Однажды, с Божией помощью, мы съездили в Срезневский монастырь к матушке Мариамне, келейнице Анны Срезневской, хранительнице иконы Матери Божией «Споручницы грешных». Мы знаем, что матушка юродствовала и много испытала в жизни. Приезжих было мало, все старались прикоснуться к матушке Мариамне, заговорить с ней. Жила она тогда в маленьком закутке при дверях храма, там была печка, во всем простота. Она говорила с нами очень тепло, и мы уезжали оттуда воодушевленными.
И как-то мы рассказали нашим матушкам, что ездили к матушке Мариамне, а матушка Анна, показывая на матушку Марию, говорит: « Это подружка ее», и говорила так не один раз. Больше мы ничего не спрашивали.
Из прошлой жизни матушек знаем только, что матушка Мария работала на «торфу», как многие раньше, а потом оказалась в Ленинграде. Что их брат Фрол прошел всю войну, из-за гангрены ему отняли ногу.

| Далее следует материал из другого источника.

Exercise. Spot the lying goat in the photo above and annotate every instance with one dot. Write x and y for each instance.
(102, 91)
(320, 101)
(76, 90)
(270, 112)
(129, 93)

Что дедушка у них был священником, прошел ссылки и лагеря, позже построил часовню, куда многие приходили и исцелялись.
Последний год жизни матушка Анна тяжело болела, несколько раз попадала в больницу, проходила тяжелые диагностические процедуры, но никогда не жаловалась, не рассказывала об этом, а только благодарила Бога за все, и всегда очень переживала за матушку Марию, как она там без нее. В больничную палату к ней шел поток людей, что удивляло многих, а она просто общалась со всеми, только говорила, что не надо сильного внимания, чтобы не было зависти ни у кого.
Когда матушку Анну выписали из больницы, мы с ее согласия приехали к ним на следующий день. Они нам были особенно рады, мы горячо обнялись. А через несколько дней матушка Анна умерла. Даже в день смерти она встала с кровати и подошла к телефону, когда кто-то позвонил. Им звонило всегда очень много людей. Затем попросила читать отходную молитву по исходе души, потом уснула. Когда к ней подошла матушка Мария, матушка Анна уже не дышала.
Только на отпевании и похоронах я узнала, как часто к ним приходили батюшки, которых они окормляли и утешали, и многим помогали неприметно.
Нас они просили молиться о здравии: Анастасии, Константина со сродниками, о упокоении: Константина, Анастасии, Флора со сродниками. О чем и мы просим.